I agree - Life is too short to nitpick about calories at my age anyway,
so I'll just add a few more workouts to the regimen :-)
I agree - Life is too short to nitpick about calories at my age anyway,
so I'll just add a few more workouts to the regimen :-)
Vincent
June 12, 2014
This may sound silly but I'll ask anyway, Calories ? Protein?
I love Cheesecake but have always denied myself the privelege !
This looks "TOO GOOD TO PASS UP"
I love Cheesecake but have always denied myself the privelege !

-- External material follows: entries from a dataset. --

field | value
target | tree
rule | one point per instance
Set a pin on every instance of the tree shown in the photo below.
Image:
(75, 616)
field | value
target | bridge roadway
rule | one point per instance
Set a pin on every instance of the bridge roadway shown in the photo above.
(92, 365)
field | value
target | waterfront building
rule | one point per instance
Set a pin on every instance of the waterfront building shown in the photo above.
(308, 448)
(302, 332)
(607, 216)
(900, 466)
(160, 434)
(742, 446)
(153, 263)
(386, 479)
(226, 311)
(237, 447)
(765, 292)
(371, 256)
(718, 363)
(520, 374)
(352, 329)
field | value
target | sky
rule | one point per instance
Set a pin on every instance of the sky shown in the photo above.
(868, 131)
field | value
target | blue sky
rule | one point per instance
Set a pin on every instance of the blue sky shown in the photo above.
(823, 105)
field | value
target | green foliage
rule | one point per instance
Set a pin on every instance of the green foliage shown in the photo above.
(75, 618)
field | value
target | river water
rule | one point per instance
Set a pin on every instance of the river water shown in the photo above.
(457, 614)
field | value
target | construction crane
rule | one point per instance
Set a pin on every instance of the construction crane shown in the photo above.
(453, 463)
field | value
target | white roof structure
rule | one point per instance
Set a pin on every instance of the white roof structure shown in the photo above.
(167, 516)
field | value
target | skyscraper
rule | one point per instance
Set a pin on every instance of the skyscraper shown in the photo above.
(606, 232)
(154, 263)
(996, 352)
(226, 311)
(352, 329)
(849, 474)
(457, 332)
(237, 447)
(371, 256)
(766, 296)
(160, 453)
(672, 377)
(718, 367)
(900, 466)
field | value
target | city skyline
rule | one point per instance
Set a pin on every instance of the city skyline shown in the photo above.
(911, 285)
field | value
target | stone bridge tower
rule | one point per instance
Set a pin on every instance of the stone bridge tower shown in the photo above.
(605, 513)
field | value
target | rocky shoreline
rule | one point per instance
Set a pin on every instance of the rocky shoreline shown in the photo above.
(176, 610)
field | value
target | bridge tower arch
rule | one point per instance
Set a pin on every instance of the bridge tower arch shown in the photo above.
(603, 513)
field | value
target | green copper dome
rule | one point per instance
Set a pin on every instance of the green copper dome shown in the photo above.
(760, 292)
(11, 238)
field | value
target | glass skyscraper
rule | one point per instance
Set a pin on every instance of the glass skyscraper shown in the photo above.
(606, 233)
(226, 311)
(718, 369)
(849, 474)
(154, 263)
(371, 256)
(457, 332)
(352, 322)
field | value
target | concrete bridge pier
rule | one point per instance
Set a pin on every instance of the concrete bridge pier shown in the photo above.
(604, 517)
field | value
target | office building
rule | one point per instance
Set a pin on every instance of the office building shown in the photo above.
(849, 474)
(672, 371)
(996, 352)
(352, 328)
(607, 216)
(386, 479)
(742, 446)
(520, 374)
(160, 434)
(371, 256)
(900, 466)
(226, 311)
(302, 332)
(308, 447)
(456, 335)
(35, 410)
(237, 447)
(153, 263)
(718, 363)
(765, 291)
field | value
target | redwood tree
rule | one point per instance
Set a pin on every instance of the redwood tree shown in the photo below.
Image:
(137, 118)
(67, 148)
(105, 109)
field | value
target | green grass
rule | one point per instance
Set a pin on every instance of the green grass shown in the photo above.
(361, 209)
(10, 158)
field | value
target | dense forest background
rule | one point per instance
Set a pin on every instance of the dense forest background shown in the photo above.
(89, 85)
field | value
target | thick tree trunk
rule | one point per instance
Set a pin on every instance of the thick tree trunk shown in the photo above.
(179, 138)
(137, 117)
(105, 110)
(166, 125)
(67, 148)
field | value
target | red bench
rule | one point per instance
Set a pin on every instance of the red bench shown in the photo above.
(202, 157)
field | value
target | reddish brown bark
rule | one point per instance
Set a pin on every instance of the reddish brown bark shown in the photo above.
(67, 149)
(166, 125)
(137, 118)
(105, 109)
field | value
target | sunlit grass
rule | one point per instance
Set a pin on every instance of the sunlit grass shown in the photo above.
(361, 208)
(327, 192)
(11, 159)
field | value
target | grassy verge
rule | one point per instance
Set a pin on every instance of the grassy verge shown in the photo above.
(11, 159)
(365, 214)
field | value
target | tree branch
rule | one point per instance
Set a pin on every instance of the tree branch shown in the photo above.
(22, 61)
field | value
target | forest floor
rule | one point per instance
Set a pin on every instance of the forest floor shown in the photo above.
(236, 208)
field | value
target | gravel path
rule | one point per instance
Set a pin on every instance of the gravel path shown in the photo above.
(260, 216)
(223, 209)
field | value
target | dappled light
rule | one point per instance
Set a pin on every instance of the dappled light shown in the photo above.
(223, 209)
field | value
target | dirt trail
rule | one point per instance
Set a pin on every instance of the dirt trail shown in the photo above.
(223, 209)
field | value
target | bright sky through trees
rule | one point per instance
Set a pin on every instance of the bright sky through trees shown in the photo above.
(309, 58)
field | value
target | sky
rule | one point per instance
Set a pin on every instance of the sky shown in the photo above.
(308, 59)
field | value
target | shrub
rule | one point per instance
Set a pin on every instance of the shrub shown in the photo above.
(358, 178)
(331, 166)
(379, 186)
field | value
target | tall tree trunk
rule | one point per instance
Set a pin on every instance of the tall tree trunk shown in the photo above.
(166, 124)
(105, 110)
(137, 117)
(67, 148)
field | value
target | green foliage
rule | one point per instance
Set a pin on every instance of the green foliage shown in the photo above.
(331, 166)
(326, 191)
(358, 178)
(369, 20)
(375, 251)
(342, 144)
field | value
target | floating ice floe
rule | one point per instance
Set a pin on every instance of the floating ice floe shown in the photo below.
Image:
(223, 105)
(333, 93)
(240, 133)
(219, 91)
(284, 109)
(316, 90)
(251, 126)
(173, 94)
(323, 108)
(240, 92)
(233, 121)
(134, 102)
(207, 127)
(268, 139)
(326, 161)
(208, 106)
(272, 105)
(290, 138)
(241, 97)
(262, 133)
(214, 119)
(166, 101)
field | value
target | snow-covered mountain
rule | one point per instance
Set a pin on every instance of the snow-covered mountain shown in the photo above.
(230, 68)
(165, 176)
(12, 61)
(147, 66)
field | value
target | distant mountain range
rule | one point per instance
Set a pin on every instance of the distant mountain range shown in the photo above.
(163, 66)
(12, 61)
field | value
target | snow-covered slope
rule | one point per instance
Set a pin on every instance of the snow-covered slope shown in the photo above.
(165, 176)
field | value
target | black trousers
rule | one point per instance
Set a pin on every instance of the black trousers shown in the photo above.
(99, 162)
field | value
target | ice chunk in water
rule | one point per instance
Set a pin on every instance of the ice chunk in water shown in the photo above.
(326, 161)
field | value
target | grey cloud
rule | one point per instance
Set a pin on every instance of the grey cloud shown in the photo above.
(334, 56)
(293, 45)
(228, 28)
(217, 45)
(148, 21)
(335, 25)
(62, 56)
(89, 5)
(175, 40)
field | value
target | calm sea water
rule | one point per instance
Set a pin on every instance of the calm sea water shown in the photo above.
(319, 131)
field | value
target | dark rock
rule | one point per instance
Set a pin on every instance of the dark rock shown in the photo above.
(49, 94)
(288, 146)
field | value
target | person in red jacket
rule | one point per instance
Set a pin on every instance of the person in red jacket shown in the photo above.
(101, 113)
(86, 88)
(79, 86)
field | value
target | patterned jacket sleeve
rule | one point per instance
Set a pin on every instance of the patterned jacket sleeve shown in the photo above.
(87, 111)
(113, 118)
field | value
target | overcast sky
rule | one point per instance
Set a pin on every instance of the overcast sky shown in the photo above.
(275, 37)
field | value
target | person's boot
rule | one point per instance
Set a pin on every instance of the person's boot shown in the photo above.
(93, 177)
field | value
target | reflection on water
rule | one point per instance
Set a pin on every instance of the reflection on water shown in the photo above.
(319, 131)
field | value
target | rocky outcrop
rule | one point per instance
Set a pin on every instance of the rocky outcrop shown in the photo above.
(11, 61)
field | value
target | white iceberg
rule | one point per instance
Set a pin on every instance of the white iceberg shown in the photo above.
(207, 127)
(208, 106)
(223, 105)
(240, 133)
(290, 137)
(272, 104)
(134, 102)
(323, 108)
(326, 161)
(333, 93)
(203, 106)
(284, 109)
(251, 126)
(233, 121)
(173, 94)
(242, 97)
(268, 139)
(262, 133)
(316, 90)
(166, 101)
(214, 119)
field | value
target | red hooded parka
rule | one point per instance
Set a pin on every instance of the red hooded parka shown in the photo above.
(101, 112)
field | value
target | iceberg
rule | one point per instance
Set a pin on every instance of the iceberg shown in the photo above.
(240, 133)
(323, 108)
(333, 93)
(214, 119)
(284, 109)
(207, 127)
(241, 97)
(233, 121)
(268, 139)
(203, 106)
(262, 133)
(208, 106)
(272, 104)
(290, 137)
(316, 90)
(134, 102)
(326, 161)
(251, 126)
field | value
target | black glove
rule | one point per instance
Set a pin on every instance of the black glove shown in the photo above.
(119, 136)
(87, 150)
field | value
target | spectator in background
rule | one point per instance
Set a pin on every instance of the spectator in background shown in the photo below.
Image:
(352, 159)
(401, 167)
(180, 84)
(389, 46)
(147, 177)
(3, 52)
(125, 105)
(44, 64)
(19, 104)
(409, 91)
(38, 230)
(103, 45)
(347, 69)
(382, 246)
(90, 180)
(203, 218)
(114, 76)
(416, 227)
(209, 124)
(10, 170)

This looks "TOO GOOD TO PASS UP"
inpatskitchen
June 12, 2014
Hi Vincent! No idea about calories and protein but you could always go to one of those websites that figures it out for you. I hope you try this though...a splurge now and then is good for "the body and soul"! Thanks so much!
LittleTeapot
June 4, 2014
I made this for my husbands' birthday and it was a big hit! I added some passionfruit to the top at his request which was delicious and balanced the sweetness well. Thanks so much for the recipe - I'll be making it again!
inpatskitchen
June 4, 2014
So happy you all enjoyed! Thanks! (and the passionfruit sounds phenomenal!(
miamineymo
May 10, 2014
I just baked this but want to save it for tomorrow. Should I add the whipped cream topping today or tomorrow? P.S. it looks and smells fantastic!
ATG117
May 10, 2014
Do you think the gelatin can be left out?
inpatskitchen
May 10, 2014
Certainly it can be omitted. Mom put it in to keep the whipped cream stabilized. I usually make this the day before I serve and just make the whipped cream and spread it just before serving.
Nikki
November 27, 2019
Do you think Pectin or something similar (and vegetarian) will work? Thanks!
inpatskitchen
November 27, 2019
Don't know about pectin but I've read that cornstarch or powdered milk act as stabilizers for whipped cream.
inpatskitchen
November 27, 2019
Remember...you can always leave the stabilizer out and just whip the cream and top just before serving. Hope it works out for you! Happy Thanksgiving!!